ACPBench Hard: Unrestrained Reasoning about Action, Change, and Planning¶
Conference: ICLR 2026 arXiv: 2503.24378 Code: https://ibm.github.io/ACPBench Area: Model Compression Keywords: planning benchmark, PDDL, generative evaluation, symbolic validator, action reasoning
TL;DR¶
This paper introduces ACPBench Hard — an open-ended generative planning reasoning benchmark comprising 8 task types grounded in PDDL formal systems (13 domains × 8 tasks = 1,040 questions), equipped with symbolic validators that provide rigorous correctness guarantees. A systematic evaluation of 15 LLMs reveals that even the strongest reasoning model, o1-preview, achieves accuracy ≤66% on half the tasks, and all models fail almost completely on the most fundamental task of enumerating applicable actions, exposing fundamental deficiencies in current LLMs' planning reasoning capabilities.
Background & Motivation¶
Existing LLM planning evaluations face two layers of bottlenecks. First: benchmarks such as PlanBench and AutoPlanBench focus solely on end-to-end plan generation/validation and cannot pinpoint the specific cause of failure when a black-box model fails. ACPBench v1 decomposed the planning process into 7 atomic reasoning tasks (applicability, state progression, reachability, etc.), but used a Boolean/multiple-choice format. Second: the multiple-choice format is misaligned with the requirements of real planners — planners must generate answers from a large action space rather than selecting from 4 options. Answering correctly on multiple-choice questions does not imply the ability to complete generation tasks, and evaluating open-ended generation is itself far more challenging (the verification complexity of some tasks is PSPACE-complete).

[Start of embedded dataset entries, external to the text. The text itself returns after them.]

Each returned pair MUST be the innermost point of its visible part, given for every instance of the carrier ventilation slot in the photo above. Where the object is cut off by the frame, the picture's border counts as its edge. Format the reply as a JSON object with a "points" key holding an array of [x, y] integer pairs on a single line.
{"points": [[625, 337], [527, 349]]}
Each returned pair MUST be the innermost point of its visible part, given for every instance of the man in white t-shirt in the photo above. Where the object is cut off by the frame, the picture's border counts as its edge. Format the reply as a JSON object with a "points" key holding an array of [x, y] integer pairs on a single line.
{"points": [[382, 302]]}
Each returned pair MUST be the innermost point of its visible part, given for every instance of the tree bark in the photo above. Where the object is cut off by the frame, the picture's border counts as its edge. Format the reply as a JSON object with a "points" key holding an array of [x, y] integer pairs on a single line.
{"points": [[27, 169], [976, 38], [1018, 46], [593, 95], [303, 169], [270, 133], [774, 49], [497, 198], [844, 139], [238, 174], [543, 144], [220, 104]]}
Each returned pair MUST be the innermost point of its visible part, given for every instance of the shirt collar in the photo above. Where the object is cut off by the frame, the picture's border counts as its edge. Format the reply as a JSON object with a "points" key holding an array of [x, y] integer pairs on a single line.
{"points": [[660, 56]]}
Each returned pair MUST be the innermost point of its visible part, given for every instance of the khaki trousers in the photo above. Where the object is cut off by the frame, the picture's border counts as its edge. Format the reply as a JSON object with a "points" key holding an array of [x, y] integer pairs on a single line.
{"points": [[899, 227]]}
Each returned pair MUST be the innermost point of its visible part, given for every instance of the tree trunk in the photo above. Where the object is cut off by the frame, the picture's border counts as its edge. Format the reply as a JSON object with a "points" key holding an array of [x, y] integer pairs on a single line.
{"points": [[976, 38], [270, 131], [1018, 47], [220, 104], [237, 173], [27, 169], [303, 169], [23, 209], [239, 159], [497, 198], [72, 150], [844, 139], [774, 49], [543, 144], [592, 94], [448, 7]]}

The core idea of this paper is to upgrade ACPBench's 7 tasks from multiple-choice to open-ended generation, add a "next action" task (corresponding to optimal planning), and design a PDDL-based symbolic validator for each of the 8 tasks, entirely avoiding the unreliability of LLM-as-judge evaluation.
Method¶
8 Atomic Planning Reasoning Tasks¶
ACPBench Hard decomposes planning capability into 8 atomic tasks spanning three levels: action-level, state-level, and plan-level.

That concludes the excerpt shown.